Poland's main opposition party on Tuesday tabled an amendment to the government's controversial Holocaust bill, which has stoked tensions with Israel, Ukraine and the United States, AFP reported.
However, the Civic Platform (PO) party's proposal has no chance of being adopted since the governing right-wing Law and Justice (PiS) party controls both houses of parliament.
"The political crisis triggered by clumsy and disastrous diplomacy, by thoughtless remarks, has brought us to a point where we politicians are forced to react," Platform leader Grzegorz Schetyna told reporters.
"We are proposing a draft amendment that should correct the mistakes."
The law sets fines or a maximum three-year jail term for anyone ascribing "responsibility or co-responsibility to the Polish nation or state for crimes committed by the German Third Reich -- or other crimes against humanity and war crimes."
Israel has expressed concern that the Polish legislation relating to the extermination of Jews by Nazi Germany in occupied Poland during World War II could serve to deny the involvement of individual Poles in the Holocaust.

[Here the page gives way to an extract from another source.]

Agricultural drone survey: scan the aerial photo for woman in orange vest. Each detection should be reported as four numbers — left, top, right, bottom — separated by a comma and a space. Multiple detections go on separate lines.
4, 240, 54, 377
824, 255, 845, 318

The United States has similarly expressed concern over the law. The State Department urged Poland to reconsider the law before it was approved by the Senate. Later, following the vote in the Senate, the American embassy in Poland said it was “concerned about the repercussions” for bilateral relations of legislation in Warsaw about the Holocaust.
Poland's opposition suggested replacing the bill's controversial passage with penalties against "anyone who publicly and contrary to the facts attributes to the Polish state responsibility or co-responsibility for the German Third Reich's creation of concentration and death camps, as well as for the genocide that took place there, or who minimizes to a flagrant degree the responsibility of the real authors of these crimes by using the terms 'Polish death camps' and 'Polish concentration camps.'"

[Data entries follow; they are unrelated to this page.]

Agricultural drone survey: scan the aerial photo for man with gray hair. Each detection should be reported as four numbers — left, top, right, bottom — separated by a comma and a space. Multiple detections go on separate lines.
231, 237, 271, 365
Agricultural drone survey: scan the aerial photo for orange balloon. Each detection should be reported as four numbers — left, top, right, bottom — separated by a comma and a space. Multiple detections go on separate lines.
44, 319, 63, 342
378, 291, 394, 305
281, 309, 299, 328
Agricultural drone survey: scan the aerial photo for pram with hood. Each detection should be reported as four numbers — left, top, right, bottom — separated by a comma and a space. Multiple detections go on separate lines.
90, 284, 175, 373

The PO also suggests deleting a passage concerning crimes committed against Poles by Ukrainians, which according to Kiev presents Ukrainians as nothing but "nationalist criminals" and "Third Reich collaborators".
The senate speaker and PiS member Stanislaw Karczewski had called on the opposition to refrain from tabling the amendment which he said would only "stoke the fire".

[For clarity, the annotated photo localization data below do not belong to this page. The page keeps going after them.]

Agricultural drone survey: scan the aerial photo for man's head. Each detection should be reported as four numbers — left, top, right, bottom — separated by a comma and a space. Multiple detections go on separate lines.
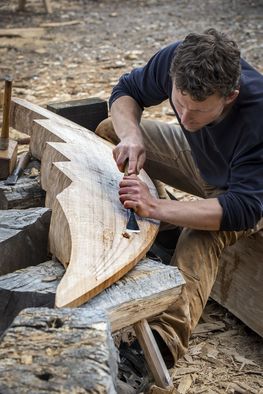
170, 29, 241, 131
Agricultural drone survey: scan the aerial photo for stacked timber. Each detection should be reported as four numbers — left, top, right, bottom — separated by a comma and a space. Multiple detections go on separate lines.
0, 258, 184, 334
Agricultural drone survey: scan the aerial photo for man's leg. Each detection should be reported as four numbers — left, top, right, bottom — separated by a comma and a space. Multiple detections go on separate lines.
149, 228, 248, 363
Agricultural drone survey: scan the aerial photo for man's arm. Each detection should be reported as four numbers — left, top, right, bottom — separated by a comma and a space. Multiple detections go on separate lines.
109, 44, 179, 173
119, 175, 223, 231
153, 198, 223, 231
111, 96, 146, 174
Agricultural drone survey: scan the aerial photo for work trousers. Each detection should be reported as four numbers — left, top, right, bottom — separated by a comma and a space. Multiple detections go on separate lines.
96, 118, 263, 365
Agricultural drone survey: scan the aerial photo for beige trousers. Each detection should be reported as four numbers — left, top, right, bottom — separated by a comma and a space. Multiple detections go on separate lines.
96, 118, 263, 364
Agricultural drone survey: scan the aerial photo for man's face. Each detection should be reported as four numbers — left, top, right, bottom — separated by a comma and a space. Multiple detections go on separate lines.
171, 86, 238, 132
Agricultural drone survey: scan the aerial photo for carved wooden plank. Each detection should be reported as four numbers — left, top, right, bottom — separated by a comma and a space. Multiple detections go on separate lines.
0, 258, 184, 334
0, 208, 51, 276
211, 230, 263, 337
0, 307, 117, 393
10, 98, 159, 308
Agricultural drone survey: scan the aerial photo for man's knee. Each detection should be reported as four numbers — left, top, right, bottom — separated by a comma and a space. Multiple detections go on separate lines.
173, 228, 223, 283
95, 118, 120, 145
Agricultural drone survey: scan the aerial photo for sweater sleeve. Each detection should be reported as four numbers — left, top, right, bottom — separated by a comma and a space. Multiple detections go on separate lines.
218, 140, 263, 231
109, 42, 179, 109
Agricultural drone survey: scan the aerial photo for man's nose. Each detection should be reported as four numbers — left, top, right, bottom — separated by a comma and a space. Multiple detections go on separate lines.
180, 109, 192, 124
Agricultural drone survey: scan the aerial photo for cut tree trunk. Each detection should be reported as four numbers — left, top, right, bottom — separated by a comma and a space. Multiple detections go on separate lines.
0, 307, 117, 393
0, 258, 184, 334
0, 208, 51, 276
211, 230, 263, 337
10, 98, 160, 308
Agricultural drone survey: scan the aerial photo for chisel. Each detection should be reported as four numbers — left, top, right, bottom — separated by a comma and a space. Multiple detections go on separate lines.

Tensions between Israel and Poland increased this past weekend, when Polish Prime Minister Mateusz Morawiecki tried to defend the Holocaust law but ended up coming under fire after he said there were "Jewish perpetrators" as well as Polish ones.
Prime Minister Binyamin Netanyahu phoned Morawiecki on Sunday to say his comments were "unacceptable" and tantamount to denying the Holocaust.
Morawiecki's office said the phone call "helped reduce the tension" between the two sides, while the Polish premier’s spokeswoman insisted the remarks "were by no means intended to deny the Holocaust, or charge the Jewish victims of the Holocaust with responsibility for what was a Nazi German perpetrated genocide.”